Et plus tard, la vanité, la curiosité, un peu d’amour s’en mêlant, Cécile eut un désir vague mais inavoué de revoir Pierre et de lui parler. Elle dut user de diplomatie pour ne pas s’exposer à des démarches humiliantes. Elle organisa une soirée. En toute convenance, elle ne pouvait pas ne pas inviter le fils du voisin, en toute convenance celui-ci ne pouvait refuser de venir.

Les invités commencèrent à affluer vers sept heures.
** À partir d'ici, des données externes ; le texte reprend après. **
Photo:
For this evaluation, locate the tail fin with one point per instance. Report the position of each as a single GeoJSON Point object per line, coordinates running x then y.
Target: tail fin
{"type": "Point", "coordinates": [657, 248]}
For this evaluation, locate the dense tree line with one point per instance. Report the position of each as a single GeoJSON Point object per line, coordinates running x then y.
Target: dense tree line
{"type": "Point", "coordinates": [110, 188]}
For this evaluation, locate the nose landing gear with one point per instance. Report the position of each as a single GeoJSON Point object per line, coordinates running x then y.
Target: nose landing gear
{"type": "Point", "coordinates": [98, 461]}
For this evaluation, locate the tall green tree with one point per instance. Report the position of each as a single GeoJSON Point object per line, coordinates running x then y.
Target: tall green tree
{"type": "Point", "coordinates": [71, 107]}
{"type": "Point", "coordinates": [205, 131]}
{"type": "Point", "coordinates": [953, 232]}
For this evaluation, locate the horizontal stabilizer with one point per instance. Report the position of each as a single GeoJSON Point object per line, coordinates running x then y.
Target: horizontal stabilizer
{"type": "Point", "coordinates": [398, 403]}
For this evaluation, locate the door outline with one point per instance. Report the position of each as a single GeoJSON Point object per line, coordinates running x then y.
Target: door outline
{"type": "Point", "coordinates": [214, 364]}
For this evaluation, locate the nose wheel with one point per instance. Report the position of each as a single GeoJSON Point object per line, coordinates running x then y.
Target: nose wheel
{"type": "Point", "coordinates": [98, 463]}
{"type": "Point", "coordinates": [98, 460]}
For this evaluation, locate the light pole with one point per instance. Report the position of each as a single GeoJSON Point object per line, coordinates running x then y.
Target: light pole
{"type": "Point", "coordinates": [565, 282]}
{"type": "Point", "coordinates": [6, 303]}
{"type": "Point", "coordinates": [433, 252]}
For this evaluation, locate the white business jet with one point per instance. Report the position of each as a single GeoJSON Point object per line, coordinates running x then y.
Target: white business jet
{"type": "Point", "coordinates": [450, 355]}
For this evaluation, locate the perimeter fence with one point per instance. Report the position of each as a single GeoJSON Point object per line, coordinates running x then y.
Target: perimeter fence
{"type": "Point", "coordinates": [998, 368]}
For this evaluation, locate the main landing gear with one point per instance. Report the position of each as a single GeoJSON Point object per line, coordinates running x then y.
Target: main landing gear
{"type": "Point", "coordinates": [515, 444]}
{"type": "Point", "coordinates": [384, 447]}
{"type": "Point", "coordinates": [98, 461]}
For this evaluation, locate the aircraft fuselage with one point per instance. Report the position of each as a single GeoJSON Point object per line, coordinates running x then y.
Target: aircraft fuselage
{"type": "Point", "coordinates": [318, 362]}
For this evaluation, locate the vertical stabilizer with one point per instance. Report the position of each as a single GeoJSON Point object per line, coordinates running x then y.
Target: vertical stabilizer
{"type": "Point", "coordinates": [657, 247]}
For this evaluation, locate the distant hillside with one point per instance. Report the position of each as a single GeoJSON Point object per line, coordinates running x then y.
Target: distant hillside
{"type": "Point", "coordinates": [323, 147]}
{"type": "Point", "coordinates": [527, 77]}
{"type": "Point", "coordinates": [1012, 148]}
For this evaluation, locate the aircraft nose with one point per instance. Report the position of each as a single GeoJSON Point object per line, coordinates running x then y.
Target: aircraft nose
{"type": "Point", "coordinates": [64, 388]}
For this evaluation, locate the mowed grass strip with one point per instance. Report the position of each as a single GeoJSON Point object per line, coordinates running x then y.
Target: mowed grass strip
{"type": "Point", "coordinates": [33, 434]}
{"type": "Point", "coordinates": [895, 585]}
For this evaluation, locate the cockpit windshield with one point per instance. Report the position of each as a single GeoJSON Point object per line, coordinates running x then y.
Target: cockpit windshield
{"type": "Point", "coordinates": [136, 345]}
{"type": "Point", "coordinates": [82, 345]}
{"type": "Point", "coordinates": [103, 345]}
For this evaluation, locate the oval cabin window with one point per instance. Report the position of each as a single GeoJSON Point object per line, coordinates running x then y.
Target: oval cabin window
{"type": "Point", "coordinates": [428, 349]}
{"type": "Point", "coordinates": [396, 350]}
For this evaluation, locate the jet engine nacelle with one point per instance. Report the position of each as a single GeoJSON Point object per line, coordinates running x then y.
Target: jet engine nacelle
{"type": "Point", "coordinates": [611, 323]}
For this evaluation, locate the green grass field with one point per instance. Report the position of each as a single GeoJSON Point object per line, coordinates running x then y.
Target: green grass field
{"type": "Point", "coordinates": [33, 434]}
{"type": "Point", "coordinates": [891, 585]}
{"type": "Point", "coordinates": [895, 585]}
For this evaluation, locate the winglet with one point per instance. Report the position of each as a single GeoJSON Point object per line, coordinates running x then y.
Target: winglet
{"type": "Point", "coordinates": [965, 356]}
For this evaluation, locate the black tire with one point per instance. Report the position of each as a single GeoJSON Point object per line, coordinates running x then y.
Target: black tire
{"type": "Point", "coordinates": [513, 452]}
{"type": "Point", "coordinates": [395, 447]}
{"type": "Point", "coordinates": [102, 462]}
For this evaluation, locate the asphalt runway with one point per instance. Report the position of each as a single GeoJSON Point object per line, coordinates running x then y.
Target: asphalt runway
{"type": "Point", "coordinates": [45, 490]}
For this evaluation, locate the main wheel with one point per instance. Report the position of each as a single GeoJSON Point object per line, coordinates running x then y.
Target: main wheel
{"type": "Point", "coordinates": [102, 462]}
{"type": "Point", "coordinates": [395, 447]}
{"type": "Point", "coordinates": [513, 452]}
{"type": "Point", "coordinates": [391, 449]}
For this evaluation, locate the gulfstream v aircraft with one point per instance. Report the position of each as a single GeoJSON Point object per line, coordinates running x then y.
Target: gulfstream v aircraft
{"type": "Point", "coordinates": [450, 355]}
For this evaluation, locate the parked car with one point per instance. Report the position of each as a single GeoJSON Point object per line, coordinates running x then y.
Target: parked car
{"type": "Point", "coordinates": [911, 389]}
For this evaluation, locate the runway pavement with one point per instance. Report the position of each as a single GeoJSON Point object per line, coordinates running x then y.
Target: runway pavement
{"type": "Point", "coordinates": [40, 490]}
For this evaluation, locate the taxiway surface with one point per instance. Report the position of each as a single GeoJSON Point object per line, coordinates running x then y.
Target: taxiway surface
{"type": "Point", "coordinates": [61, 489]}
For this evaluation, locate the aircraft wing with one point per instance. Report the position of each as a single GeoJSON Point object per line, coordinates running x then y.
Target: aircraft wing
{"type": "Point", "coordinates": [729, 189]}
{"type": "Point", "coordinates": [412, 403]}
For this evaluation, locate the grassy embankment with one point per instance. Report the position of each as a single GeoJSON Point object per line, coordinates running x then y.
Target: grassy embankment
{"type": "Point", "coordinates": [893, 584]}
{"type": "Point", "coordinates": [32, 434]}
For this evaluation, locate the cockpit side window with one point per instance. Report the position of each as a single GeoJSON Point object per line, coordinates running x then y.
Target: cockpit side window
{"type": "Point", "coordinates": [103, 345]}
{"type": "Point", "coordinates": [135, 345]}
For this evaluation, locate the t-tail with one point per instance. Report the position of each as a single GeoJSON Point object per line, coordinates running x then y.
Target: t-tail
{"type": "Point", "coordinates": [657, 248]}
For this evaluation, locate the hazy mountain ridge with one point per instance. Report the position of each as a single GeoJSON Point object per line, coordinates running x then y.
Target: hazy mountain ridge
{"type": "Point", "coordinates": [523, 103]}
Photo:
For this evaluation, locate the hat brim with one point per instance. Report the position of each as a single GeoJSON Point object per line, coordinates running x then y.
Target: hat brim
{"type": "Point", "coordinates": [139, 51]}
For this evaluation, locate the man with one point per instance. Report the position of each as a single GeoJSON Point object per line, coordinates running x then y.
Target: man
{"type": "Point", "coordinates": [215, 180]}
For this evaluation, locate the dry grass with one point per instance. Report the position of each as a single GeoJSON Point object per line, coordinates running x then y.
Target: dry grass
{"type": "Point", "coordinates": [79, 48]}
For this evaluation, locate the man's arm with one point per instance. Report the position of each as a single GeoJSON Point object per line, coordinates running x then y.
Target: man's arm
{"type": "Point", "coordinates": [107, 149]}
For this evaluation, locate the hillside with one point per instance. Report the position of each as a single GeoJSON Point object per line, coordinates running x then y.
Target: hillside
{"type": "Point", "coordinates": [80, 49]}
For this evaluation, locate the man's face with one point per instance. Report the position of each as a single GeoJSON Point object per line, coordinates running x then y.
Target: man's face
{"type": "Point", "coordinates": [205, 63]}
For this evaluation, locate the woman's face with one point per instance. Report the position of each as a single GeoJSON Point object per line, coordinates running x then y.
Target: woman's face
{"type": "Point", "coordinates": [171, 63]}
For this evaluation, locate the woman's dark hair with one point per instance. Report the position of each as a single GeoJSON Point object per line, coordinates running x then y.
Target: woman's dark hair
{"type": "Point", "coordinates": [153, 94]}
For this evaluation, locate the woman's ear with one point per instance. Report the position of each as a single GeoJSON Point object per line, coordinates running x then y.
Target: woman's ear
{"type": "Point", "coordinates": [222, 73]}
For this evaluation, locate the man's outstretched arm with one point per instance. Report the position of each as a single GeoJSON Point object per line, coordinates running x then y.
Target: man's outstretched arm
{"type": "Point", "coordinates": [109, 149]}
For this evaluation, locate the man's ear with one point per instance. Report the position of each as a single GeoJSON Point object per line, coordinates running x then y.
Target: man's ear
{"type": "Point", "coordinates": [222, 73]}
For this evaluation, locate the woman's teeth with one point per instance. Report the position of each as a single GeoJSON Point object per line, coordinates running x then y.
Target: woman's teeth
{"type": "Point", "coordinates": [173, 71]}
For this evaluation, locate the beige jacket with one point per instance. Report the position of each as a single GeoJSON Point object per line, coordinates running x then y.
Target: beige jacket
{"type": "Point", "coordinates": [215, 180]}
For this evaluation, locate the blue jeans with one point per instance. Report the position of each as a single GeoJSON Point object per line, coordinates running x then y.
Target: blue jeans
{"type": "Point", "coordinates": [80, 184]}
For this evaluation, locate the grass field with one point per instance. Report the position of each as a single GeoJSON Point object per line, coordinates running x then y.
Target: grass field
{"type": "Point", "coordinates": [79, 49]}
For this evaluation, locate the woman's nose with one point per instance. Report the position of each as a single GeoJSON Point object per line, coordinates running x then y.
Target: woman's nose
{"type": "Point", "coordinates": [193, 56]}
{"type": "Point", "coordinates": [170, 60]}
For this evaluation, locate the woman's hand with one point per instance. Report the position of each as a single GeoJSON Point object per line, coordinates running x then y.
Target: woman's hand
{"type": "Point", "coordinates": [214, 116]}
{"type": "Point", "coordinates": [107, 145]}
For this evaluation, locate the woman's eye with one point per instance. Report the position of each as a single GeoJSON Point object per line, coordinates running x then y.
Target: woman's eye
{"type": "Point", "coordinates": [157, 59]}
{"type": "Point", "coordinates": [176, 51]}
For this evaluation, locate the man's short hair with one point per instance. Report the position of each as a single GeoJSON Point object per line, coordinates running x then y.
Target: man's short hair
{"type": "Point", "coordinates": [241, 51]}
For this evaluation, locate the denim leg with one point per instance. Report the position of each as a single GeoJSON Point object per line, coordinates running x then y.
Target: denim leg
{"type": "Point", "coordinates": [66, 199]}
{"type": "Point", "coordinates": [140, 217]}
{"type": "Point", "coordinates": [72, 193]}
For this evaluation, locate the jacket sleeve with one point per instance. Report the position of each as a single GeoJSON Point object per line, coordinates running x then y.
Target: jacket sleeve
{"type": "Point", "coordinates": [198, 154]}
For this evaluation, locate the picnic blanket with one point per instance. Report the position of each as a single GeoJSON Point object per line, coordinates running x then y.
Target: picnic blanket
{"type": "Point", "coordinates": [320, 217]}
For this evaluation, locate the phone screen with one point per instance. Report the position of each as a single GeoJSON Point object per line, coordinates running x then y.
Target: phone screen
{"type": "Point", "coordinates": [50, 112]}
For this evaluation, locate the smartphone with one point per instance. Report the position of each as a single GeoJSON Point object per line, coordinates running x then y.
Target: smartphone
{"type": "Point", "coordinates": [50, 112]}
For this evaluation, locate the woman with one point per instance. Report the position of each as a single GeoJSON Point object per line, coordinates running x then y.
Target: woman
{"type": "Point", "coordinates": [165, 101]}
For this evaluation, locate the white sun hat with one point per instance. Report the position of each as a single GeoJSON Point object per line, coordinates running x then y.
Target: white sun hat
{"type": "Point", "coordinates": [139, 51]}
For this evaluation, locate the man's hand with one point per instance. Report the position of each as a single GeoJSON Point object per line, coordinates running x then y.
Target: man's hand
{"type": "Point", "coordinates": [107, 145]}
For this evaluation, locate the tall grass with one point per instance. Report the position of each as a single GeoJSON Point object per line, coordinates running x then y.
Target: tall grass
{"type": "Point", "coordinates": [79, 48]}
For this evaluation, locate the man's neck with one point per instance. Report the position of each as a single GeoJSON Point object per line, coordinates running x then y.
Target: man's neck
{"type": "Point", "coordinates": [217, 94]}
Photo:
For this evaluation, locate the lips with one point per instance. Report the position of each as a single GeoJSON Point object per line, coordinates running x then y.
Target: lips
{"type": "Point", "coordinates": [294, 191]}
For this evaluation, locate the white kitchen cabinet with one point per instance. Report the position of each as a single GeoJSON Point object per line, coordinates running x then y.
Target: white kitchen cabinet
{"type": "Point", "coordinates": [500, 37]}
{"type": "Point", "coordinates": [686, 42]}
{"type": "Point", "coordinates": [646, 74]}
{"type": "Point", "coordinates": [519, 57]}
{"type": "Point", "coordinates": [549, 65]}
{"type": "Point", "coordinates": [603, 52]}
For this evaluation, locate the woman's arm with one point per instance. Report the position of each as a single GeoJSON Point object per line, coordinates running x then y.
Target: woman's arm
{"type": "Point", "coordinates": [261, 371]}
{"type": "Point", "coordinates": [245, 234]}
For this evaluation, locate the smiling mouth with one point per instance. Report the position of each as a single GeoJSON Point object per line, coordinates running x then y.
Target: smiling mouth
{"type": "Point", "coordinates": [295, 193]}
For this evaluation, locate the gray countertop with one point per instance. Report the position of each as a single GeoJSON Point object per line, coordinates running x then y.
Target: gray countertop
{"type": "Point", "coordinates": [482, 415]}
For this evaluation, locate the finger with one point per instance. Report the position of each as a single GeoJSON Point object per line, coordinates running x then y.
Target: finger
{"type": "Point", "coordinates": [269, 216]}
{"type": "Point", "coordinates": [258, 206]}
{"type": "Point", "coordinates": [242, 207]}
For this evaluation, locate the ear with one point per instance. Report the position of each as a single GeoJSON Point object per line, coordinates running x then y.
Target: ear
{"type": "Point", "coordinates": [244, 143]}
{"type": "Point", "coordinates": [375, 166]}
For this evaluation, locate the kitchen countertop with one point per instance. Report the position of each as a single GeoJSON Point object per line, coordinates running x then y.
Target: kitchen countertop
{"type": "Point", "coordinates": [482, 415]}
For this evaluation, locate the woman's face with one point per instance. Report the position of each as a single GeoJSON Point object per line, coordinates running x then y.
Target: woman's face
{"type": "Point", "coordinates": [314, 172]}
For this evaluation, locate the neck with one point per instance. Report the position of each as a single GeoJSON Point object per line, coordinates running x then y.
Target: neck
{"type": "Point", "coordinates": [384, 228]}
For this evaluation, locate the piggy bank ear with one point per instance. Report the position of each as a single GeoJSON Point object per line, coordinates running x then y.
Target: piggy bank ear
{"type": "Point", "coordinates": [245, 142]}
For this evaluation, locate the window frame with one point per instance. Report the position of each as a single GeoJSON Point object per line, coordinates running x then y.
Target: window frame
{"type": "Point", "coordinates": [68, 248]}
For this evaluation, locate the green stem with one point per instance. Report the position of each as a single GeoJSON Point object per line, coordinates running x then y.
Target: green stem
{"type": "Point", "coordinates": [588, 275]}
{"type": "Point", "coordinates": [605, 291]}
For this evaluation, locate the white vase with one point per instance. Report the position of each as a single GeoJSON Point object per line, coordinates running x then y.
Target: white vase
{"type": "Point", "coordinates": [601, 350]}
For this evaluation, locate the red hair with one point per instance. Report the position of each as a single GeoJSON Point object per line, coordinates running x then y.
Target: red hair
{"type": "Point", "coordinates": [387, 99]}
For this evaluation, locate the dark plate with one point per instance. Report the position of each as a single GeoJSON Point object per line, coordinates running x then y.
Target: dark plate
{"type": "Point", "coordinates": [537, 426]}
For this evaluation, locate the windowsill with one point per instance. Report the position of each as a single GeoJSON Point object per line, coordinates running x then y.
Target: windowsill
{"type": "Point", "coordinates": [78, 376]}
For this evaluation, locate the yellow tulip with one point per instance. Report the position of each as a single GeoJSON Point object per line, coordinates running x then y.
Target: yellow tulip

Il en vint à pied du voisinage, il en vint de loin en voiture. Huit heures, huit heures et demie, neuf heures et Pierre n’arrivait pas. L’impatience et l’agitation de Cécile étaient au comble.

Vers neuf heures et demie enfin il fit son apparition, multipliant ses excuses d’un air assuré, circulant sans gêne parmi les groupes, toujours gai, plaisant, un peu gouailleur et gamin. Ayant entendu sa voix, Cécile se retourna vivement pour le voir : c’était toujours la même figure avec des traits sculptés pour le rire, mais combien différents quand même ! Elle n’en pouvait plus détacher les yeux. Elle le vit venir vers elle. Sous le regard qui la fixait avec la même lueur de malice, elle se sut pénétrée, devinée, comprise et rougit jusqu’aux cheveux.

— Cécile, je vous pardonne et… vous offre mon autre joue. Vous étiez si jolie que je n’ai pu m’empêcher…

— C’est vous qui me pardonnez maintenant ! J’avais pensé, au contraire, que vous aviez des excuses à me faire.

— On ne s’excuse pas d’avoir fait plaisir.

Elle l’avait enfin rejoint ! Et leurs yeux se cherchaient, ils se sentaient d’unisson, accordés pour toujours tandis qu’en eux montait la grande curiosité, la grande avidité de se voir et de s’aimer dans la suite émouvante des jours.